Jill sabia que tinha algo de diferente nela quando era ainda uma criança e viu uma mulher de vestido longo andando pela sua casa. Era fim de noite e definitivamente não se parecia em nada com o pessoal que costumava andar por ali, gravando até tarde com seus pais. Seguiu a mulher por todo o caminho que ela percorreu, da sala até o segundo andar, parando exatamente em frente ao quarto onde seus pais dormiam. O olhar da mulher era meio melancólico e, de alguma forma, Jill sabia o que tinha para dizer, antes de esticar sua mão e sentir agarrar o ar, mesmo que pudesse ver seus dedos se entrelaçando com os da mulher.

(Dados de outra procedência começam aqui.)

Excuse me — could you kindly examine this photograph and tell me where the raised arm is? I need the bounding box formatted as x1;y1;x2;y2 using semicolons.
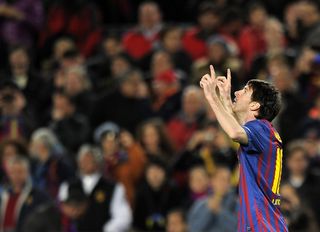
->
200;65;248;144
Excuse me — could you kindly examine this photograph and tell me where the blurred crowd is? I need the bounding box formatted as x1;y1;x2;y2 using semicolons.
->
0;0;320;232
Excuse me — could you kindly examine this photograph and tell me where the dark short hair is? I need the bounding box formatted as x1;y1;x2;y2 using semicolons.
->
247;79;281;122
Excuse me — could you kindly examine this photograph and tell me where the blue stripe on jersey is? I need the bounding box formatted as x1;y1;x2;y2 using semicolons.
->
238;120;288;232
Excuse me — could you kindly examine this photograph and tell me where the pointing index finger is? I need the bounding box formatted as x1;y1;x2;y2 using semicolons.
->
227;68;231;84
210;65;216;80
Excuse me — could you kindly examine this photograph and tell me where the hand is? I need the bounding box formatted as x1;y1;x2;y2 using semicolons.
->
208;194;223;213
217;68;231;100
200;65;219;102
0;5;24;20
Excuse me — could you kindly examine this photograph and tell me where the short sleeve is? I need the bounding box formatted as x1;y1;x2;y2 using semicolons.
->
241;120;270;154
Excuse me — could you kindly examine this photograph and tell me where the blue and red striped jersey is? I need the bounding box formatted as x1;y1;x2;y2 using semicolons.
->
238;120;288;232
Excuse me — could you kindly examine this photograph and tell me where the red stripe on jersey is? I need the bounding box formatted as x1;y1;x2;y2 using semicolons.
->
240;168;254;232
253;199;263;232
264;122;272;229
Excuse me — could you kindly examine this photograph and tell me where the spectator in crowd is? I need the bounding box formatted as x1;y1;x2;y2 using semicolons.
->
5;45;50;113
268;60;307;144
173;122;237;183
49;91;90;158
91;70;152;133
0;156;48;232
280;183;319;232
133;158;179;231
239;3;268;70
30;128;74;199
137;118;175;164
63;66;94;116
22;179;88;232
190;35;242;85
94;122;146;206
167;85;205;151
0;0;44;47
183;1;221;60
188;167;238;232
220;6;244;56
0;139;28;185
0;81;36;141
61;145;132;232
152;69;182;122
166;208;188;232
183;165;210;210
284;141;320;224
160;26;192;74
123;1;162;61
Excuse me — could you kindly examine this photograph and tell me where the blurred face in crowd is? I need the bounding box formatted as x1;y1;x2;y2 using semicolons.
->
270;66;293;92
142;123;160;149
182;89;203;116
61;202;87;219
280;184;300;210
208;43;227;64
7;161;29;187
298;1;320;27
198;12;220;31
189;167;209;193
102;37;122;57
101;132;119;158
139;3;161;29
211;167;231;195
9;49;30;75
65;70;86;96
120;72;144;97
78;153;98;175
53;93;75;116
146;165;166;190
166;211;187;232
111;56;131;77
163;28;182;52
232;85;253;114
53;38;75;60
249;7;268;29
287;149;309;175
151;51;173;76
1;143;18;169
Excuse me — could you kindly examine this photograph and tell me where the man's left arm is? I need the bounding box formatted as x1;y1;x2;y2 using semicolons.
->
200;65;248;145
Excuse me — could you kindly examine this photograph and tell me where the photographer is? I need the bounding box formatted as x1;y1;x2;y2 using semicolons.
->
0;81;35;141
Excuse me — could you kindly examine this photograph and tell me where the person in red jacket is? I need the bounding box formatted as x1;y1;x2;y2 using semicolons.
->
123;1;162;60
182;2;220;60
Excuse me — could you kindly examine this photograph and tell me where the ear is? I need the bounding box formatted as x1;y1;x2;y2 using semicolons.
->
249;101;261;111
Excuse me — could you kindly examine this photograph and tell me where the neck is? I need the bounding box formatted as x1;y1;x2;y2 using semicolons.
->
235;112;256;125
12;185;23;193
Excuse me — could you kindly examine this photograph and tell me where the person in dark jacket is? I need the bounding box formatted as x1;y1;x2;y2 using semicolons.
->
30;128;74;199
0;156;49;232
49;90;90;158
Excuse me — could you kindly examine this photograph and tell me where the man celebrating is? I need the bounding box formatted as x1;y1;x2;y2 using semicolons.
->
200;65;288;232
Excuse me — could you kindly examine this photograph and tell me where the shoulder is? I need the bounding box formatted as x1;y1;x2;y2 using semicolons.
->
243;119;272;131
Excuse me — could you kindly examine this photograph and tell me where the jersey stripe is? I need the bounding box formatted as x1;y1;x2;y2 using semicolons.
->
272;147;282;194
240;165;254;232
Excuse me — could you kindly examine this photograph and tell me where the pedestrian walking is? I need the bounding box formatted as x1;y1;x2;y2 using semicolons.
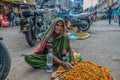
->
108;7;112;24
117;6;120;26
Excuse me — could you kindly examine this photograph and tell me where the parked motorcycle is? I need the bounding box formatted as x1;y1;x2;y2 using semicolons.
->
69;13;91;31
0;38;11;80
21;10;46;46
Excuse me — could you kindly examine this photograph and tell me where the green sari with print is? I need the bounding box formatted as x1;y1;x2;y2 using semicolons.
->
25;18;69;69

— Ele está dormindo agora. Tá tudo bem. — Garantiu a mulher estranha, que balançou a cabeça, concordando.
Foi a primeira vez que avistou a sua avó paterna, mas não a última.
Não era como se Jill Rose fosse parte de uma família extremamente comum. Eles são cinco filhos que nasceram na estrada enquanto seu pai fazia sucesso no folk e sua mãe no country; a probabilidade de acontecerem coisas estranhas e improváveis sempre agia ao favor deles e era assim que tudo acontecia em suas vidas. Mas, ainda assim, se manteve calada, lidando com o fantasma familiar conforme crescia e entendia o que era ser paranormal.
Um dom solitário e um tanto quanto não prático quando se tratava do dia a dia.
— Olha... Eu sei que você tá aqui pra pedir uma ajuda pra desencarnar — explicava, pacientemente, dentro do ônibus, no último banco. As pessoas não olhavam em sua direção e se olhassem, jurariam que estava falando com alguém através de seu fone wireless. Mas eles estavam desligados e os olhos de Jill acompanhavam a figura difusa de um menino poucos anos mais novo que ela. — Mas eu tenho prova, hoje. Uma prova importante. Você chegou a fazer ENEM*? Se não, saiba que essa prova é uma das mais importantes que existe no nosso sistema de avaliação e eu preciso MUITO tirar uma boa nota nele. Então podia, por favor, não sugar a minha energia vital? Porque eu vou precisar dela nas próximas horas.
*chamei de ENEM porque esqueci a sigla correta nos EUA.
Os anos vieram e foram, e Jill conseguiu controlar aquele dom, jurando a si mesma que não iria se reproduzir para não passá-lo em frente. Porque quem mais desejaria uma criança que vê gente morta com frequência desde a pré-escola?
— Ah, eu gostaria de agradecer a sua sobrinha. Os banhos que ela me indicou super funcionaram — a professora de Melanie lhe disse no dia que foi buscar a garota na escola enquanto Katniss estava trabalhando.
— Eu... Okay... — balbuciou, confusa.
Jill entrou no carro e assistiu Mel balançando as pernas dentro do carro, as maria-chiquinhas penduradas batendo em seu rosto enquanto cantava uma música infantil em francês. Ela nem ao menos sabia de onde ela tinha aprendido francês, mas não quis perguntar sabendo já a resposta: os fantasmas lhe ensinaram. A mais velha então, suspirou.
— Mel, meu bem... O que você sabe sobre ver pessoas que não estão aqui nesse mundo?
E aquela pergunta mudou a vida das duas, para sempre.